Posted: Wed May 14, 2008 6:27 pm
by verify
we are using UNIX programs to invoke datastage jobs. There are 300 jobs that load different types of sequential flat files into oracle database. All these flat files are picked sequentially by datastage i.e file2 is job starts only after file1 is processed. We have noticed that the server CPU utilization is not crossing more than 5% during the execution of jobs. 95% of the CPU is sitting idle.
Is there a way i can call 10 instances of my UNIX program that invokes datstage jobs to improve performance? or please suggest us any better way of achieving this.

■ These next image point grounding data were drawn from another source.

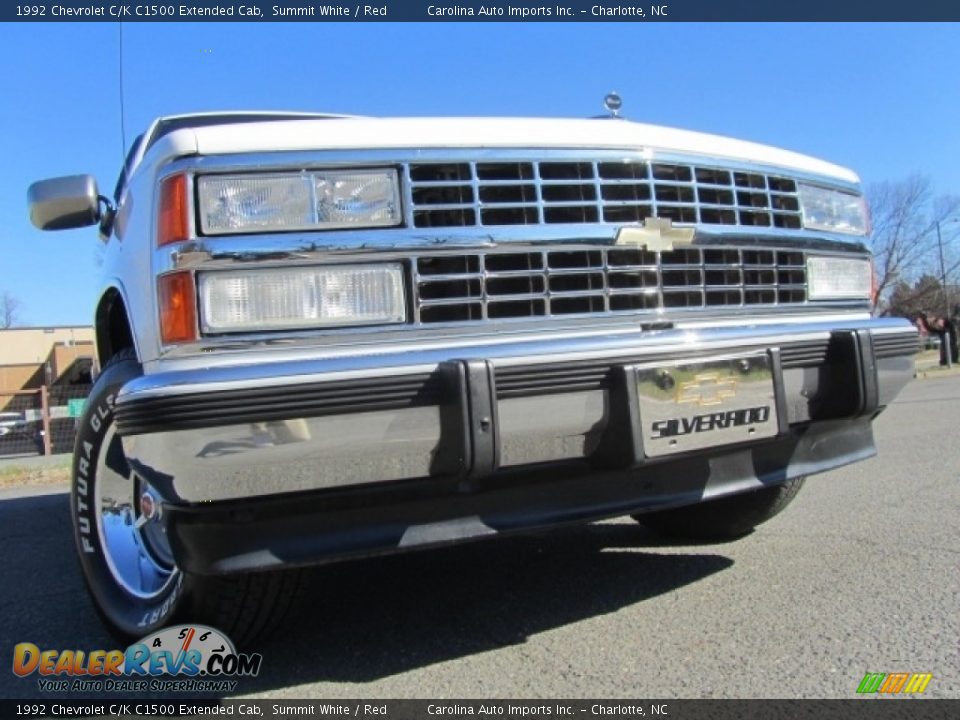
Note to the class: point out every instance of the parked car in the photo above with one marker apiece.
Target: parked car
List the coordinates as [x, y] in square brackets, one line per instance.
[325, 338]
[11, 422]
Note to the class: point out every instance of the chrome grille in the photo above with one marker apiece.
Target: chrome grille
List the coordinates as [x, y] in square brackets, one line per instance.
[556, 192]
[561, 281]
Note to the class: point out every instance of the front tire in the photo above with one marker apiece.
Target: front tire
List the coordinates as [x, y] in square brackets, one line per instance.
[726, 518]
[131, 573]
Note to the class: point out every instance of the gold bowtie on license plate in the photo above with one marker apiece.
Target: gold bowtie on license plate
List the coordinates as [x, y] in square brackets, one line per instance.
[698, 404]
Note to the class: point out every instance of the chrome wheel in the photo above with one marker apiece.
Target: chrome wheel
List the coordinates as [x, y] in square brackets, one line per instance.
[132, 538]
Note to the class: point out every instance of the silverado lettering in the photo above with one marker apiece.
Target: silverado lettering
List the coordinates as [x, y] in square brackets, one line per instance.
[710, 421]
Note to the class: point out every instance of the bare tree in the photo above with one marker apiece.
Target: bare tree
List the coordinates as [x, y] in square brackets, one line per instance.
[9, 310]
[905, 215]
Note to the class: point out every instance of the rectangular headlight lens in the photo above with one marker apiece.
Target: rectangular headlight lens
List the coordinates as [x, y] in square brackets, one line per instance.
[833, 210]
[310, 297]
[834, 278]
[317, 200]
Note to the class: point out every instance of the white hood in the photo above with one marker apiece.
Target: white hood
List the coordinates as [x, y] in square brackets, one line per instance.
[366, 133]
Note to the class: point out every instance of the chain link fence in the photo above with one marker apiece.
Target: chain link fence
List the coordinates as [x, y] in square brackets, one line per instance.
[42, 421]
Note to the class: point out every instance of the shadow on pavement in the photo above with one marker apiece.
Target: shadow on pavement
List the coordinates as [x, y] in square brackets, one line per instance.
[369, 619]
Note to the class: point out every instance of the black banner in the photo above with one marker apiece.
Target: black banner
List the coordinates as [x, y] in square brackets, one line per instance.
[863, 709]
[476, 11]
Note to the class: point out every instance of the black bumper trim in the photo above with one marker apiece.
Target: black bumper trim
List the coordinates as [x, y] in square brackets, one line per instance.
[230, 407]
[323, 526]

Posted: Wed May 14, 2008 9:22 pm
by dnsjain
You can improve the performance by calling multiple jobs at the same time so instead of running one job at a time you run multiple ones. You can achieve this some of these ways:

1. Define sequence job and in the sequence job start multiple job at once.
2. If you are running same job multiple times make the job multiple instance enabled and call the same job multiple times with different instance ID in the sequence job.
3. Schedule multiple jobs at once.

Posted: Wed May 14, 2008 9:59 pm
by chulett
Get yourself some real job control, something that will allow you to define dependancies and will keep as many jobs running simultaneously as possible. Something like... oh, I don't know... our Ken Bland's Job Control Utilities that he gives away free from his website.

Posted: Fri May 16, 2008 6:29 am
by ray.wurlod
Take an Economics 101 class - particular where they talk about supply and demand.

You must monitor your jobs under normal (baseline) conditions and perhaps running in isolation under full data load then, from these measures, calculate the maximum demand you can place on the system, and schedule accordingly.

The Resource Estimator tool you get in version 8.0 is particularly useful in this task. It will estimate resource consumption either from the job design or by running a sample of rows. Make sure it is a statistically meaningful sample size if you go this route.